It is therefore conspicuous that due to the numerous variables that may enter into a process of evaluating students through suitably selected quantification metrics (using a norm-referencing or a domain-criteria-referencing), this process may invariably suffer from a reliability-problem [2,21-24]. This may further result in un-intended negative ramifications on the learning-educational process and may even set the whole evaluative process in a true reduced-reliability dilemma. This process is, therefore, often categorized by academicians as truly one of the least favorable and highly daunting activities amongst the myriad of other activities undertaken by an educator. As such there is a real need for an educator to account for all possible parameters that would influence the evaluation process and properly weigh all relevant factors to increase the reliability of the procedure [14]. To this end the literature includes scores of disparate previous attempts that have been documented for automating the mechanistic aspects of the grading assignment process [25-26]. Therefore, the development and adapting the uses of an automated grading system would certainly be a relieve for educators from the prohibitive-drudgery of overwhelming numeric processing that is often typical within the grading-assignment process for medium-to-large size classes or for multi-section courses with unified grading-standards. It is believed that if the mechanistic aspects of the evaluative process are included within an automated and user-friendly procedure, educators’ efforts would then be more meaningfully focused on ensuring more reliable evaluation of students’ mastery of the designated learning outcomes in a given course. The following sections of this paper will present an adaptive [27] automated grading system designed as a FORTRAN Computer Code. The code has been developed to automate the mechanistic aspects of the evaluative process and has been further successfully tested and has been proven to be a reliable and practical tool for assigning students’ letter grades.

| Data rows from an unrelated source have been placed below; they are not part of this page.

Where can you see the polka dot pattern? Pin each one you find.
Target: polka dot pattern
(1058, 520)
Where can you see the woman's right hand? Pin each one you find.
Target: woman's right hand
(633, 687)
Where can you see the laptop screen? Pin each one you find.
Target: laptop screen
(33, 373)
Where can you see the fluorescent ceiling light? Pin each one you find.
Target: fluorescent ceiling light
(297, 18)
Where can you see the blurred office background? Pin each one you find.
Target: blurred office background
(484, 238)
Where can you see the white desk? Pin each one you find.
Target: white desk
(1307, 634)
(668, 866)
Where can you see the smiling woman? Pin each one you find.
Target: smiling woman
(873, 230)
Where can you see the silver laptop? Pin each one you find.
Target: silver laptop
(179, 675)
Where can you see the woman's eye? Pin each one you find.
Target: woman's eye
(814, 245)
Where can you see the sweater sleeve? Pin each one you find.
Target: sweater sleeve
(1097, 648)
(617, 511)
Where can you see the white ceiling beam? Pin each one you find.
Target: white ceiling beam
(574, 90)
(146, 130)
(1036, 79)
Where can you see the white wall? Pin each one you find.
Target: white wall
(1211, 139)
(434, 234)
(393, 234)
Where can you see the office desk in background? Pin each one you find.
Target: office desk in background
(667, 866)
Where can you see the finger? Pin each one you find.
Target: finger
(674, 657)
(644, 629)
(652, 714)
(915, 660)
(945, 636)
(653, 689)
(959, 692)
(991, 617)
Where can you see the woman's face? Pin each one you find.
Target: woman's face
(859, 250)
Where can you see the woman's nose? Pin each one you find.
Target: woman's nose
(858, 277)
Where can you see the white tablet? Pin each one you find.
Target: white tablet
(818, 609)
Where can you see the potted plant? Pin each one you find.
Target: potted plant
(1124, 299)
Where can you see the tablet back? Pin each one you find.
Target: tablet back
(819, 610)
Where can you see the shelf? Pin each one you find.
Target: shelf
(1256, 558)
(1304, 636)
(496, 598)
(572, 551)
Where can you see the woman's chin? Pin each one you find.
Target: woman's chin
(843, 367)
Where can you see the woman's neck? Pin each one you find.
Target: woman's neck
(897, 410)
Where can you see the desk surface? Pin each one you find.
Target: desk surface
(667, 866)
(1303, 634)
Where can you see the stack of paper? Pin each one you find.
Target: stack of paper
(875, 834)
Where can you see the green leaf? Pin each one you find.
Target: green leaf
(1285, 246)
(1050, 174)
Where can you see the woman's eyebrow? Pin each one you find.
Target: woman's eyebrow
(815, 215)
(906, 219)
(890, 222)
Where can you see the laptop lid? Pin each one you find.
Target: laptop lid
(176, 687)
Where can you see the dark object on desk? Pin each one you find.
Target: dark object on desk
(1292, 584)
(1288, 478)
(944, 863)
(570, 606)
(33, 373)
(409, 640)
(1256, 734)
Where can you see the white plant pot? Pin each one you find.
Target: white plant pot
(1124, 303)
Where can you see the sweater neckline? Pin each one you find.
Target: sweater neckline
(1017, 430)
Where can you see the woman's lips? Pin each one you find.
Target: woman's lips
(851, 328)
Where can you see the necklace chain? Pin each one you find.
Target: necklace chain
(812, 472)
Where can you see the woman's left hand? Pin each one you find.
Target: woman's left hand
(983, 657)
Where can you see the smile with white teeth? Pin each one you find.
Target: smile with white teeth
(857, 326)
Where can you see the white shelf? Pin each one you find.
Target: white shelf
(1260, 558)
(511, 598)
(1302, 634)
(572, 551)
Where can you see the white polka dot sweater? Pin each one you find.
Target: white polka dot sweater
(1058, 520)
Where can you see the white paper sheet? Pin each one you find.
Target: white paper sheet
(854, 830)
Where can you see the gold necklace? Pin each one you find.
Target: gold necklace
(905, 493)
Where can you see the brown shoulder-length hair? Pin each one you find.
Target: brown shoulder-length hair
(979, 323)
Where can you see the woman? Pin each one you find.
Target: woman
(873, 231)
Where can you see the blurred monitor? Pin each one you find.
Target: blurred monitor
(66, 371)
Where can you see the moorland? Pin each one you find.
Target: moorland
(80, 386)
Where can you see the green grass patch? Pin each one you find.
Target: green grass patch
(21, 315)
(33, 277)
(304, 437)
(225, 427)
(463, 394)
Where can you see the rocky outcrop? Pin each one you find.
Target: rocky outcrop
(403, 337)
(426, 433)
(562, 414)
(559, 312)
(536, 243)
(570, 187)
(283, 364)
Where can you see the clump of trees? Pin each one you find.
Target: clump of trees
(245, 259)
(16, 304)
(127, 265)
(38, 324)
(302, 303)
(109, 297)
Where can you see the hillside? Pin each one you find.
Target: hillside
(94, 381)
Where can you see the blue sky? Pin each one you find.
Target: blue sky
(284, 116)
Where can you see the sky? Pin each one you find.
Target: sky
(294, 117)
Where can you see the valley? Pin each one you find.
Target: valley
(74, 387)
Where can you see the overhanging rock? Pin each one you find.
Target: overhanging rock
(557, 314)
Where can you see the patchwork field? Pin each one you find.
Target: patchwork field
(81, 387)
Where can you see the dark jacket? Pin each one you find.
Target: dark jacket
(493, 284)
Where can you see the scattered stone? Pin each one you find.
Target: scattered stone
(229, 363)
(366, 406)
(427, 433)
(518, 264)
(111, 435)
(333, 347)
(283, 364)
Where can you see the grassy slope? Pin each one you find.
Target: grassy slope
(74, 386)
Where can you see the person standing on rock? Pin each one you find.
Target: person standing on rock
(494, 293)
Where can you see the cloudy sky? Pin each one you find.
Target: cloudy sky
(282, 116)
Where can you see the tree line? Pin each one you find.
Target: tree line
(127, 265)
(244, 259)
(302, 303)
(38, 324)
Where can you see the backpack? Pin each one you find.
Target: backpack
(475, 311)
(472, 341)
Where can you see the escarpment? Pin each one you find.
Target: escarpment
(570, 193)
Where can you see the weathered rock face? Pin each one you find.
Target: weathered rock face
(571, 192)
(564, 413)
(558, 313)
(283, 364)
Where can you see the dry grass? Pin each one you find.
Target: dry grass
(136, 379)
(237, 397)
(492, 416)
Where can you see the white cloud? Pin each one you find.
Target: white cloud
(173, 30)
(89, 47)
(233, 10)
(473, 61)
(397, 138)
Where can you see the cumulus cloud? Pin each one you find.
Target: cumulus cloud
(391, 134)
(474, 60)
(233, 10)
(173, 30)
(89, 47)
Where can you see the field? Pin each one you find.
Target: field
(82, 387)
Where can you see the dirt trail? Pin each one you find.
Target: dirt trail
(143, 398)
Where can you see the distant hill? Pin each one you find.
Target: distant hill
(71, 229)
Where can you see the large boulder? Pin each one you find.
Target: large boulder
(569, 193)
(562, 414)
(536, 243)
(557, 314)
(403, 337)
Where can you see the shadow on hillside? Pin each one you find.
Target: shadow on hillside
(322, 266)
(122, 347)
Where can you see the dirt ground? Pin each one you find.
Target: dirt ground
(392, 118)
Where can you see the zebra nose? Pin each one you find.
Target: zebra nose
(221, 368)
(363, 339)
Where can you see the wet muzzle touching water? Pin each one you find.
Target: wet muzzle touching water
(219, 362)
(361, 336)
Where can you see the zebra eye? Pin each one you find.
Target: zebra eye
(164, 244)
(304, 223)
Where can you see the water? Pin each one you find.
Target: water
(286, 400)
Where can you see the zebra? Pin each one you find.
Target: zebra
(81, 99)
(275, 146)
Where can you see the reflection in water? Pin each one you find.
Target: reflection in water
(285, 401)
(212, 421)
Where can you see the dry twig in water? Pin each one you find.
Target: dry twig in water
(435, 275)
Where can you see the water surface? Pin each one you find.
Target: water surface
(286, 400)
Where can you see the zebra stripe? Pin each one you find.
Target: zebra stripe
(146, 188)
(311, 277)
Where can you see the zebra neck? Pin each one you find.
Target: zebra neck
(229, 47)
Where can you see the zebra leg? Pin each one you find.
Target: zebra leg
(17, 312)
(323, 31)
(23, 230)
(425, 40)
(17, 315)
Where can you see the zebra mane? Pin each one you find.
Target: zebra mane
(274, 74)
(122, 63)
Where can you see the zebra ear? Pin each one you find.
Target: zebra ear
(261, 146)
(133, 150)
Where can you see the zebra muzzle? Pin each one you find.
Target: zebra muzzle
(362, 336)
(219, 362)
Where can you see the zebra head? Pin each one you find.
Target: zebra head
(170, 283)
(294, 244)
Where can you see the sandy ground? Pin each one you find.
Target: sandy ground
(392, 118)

3. The Computer Code Taxonomy and Attributes

Based on the premise that an evaluative process (e.g. assigning students’ grades) would be highly more reliable if the mechanistic aspects of determining evaluation metrics are automated, an algorithmic process for assigning letter grades to students has bee automated through the development of a FORTRAN computer code “classrecord.for”. The overall taxonomy of the coding process is summarized in the flowchart shown in Figure 1. The code has several user-friendly features that make it easily adaptable to either a normative-referencing procedure or to a domain-referencing procedure. Complete listing of the code is given in Appendix I-a, and further clarifying details of the code structure are also available elsewhere [28]. Specifically, the coding procedure presented herein would enable the educator to:

1) Devise several input file categories that may include rosters for class attendances, student homeworks, students quizzes, student scores on major examinations, and students’ scores on the final examination (namely: attendance.csv; homework.csv; quiz.csv; major.csv; and final.csv, respectively).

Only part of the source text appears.